Government grants for new egg producers are not to blame for a drop in egg prices in Scotland, according to NFU Scotland poultry committee chairman Robert Chapman, who has also called on packers to be more responsible.

“There is no reason to stop the grants for the expansion of free-range or enriched cages in Scotland,” he told Poultry World. “It’s really up to the packers not to give contacts to producers if they don’t have markets for them.”

Mr Chapman was responding to an article in The Scotsman newspaper in which Dennis Surgenor, the secretary of the Scottish Egg Producer Retailers Association (SEPRA), said grants had distorted the market.

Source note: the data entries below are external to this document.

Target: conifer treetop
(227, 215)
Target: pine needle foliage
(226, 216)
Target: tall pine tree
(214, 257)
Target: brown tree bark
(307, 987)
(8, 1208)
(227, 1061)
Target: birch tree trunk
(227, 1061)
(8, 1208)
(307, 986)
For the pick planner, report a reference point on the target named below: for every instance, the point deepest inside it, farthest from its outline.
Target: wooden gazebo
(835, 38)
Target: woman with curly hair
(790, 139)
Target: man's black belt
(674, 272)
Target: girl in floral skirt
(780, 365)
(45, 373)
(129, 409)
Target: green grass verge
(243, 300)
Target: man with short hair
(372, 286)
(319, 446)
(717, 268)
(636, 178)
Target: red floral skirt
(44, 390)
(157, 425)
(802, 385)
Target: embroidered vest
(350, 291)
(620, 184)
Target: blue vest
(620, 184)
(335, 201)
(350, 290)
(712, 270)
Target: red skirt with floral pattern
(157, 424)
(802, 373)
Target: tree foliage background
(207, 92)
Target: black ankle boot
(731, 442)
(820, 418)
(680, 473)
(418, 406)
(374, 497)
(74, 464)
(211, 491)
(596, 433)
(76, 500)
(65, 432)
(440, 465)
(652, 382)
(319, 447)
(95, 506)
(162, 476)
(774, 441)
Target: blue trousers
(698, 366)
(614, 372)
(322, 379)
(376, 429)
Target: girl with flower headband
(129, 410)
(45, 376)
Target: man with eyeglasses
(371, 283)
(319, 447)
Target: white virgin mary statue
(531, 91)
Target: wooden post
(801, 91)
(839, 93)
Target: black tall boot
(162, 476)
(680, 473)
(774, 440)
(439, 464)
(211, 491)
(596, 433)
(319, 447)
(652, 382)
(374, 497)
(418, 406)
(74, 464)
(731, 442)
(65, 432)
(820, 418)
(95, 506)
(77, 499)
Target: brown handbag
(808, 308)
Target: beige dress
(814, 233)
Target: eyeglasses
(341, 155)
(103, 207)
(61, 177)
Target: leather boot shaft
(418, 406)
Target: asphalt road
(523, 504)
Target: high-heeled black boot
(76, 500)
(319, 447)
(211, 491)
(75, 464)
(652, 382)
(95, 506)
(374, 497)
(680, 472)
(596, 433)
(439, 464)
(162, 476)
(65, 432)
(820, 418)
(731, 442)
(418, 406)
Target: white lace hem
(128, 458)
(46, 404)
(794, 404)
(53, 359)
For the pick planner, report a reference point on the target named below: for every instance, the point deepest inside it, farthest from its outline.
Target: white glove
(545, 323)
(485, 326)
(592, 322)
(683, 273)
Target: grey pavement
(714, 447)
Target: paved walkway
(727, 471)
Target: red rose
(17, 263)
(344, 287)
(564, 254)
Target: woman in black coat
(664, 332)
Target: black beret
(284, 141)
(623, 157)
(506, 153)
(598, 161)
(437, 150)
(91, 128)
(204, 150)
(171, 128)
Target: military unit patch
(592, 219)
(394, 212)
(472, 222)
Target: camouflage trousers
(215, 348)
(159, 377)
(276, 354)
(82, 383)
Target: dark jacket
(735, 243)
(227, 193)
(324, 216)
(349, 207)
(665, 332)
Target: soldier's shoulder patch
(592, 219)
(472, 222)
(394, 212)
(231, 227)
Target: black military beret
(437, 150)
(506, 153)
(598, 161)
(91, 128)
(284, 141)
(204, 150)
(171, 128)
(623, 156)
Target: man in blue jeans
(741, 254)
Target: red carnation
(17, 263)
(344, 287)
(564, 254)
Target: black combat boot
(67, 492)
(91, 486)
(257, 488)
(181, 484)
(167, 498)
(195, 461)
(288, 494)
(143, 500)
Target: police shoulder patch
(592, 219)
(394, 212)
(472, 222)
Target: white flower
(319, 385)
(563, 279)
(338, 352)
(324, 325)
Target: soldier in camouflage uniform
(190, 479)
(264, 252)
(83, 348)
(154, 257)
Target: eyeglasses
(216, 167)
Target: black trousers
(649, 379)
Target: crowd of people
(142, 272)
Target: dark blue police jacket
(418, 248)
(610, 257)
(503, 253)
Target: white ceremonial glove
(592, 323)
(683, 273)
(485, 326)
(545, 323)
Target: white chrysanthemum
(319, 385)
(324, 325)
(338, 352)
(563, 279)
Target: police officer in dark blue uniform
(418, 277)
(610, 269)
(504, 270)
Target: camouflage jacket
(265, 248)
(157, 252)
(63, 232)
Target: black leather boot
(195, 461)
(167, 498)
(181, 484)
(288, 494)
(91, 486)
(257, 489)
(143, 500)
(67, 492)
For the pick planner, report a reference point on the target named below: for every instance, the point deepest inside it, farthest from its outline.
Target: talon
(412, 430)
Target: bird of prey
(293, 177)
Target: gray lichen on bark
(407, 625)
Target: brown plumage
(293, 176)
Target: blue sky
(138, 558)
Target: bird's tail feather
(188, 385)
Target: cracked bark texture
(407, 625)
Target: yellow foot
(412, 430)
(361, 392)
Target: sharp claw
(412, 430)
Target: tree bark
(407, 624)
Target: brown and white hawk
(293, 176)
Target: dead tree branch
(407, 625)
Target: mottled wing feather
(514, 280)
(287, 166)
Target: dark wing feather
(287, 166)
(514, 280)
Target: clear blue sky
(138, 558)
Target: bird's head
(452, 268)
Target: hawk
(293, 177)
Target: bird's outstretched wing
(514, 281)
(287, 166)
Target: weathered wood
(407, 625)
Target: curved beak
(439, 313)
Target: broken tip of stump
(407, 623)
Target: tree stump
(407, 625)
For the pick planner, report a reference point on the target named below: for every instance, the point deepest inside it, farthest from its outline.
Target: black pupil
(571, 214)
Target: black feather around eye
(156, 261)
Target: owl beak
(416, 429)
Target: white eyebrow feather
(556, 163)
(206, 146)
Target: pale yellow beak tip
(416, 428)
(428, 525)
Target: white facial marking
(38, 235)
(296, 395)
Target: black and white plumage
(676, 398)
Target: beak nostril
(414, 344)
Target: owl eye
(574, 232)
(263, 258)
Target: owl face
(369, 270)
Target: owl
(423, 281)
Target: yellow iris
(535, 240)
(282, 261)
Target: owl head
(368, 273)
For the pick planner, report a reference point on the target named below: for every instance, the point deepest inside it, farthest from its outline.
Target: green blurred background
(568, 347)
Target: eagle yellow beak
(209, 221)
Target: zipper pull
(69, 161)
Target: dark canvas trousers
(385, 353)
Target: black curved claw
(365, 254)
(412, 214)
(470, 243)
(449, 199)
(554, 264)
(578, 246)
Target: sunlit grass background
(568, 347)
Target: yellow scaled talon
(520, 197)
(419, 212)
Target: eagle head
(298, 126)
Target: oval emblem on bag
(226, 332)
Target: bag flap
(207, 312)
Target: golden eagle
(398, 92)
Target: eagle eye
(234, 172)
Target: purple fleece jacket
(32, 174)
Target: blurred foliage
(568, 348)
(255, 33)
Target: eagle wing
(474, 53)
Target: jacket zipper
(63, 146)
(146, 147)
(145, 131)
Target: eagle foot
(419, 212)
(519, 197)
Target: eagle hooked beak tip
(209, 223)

According to SEPRA, the bulk of the £60m of grants awarded to Scottish farmers under the Scottish Rural Development Programme went to new poultry units and this has led to an over-supply of eggs.

But Mr Chapman believes the industry is not suffering a long-term slump. “I’m sure it’s going to come okay. Obviously we have the (2012 conventional) cage ban, which will take all the old cage stuff out, and then we’ve got the reduction in stocking density,” he said. “When that happens I think the market will all come into balance.”

Until then, he supported the idea of industry-wide talks to control price variation during this current period of expansion. “It’s always good to speak in relation to these things and a meeting with packers would be a good idea,” he said.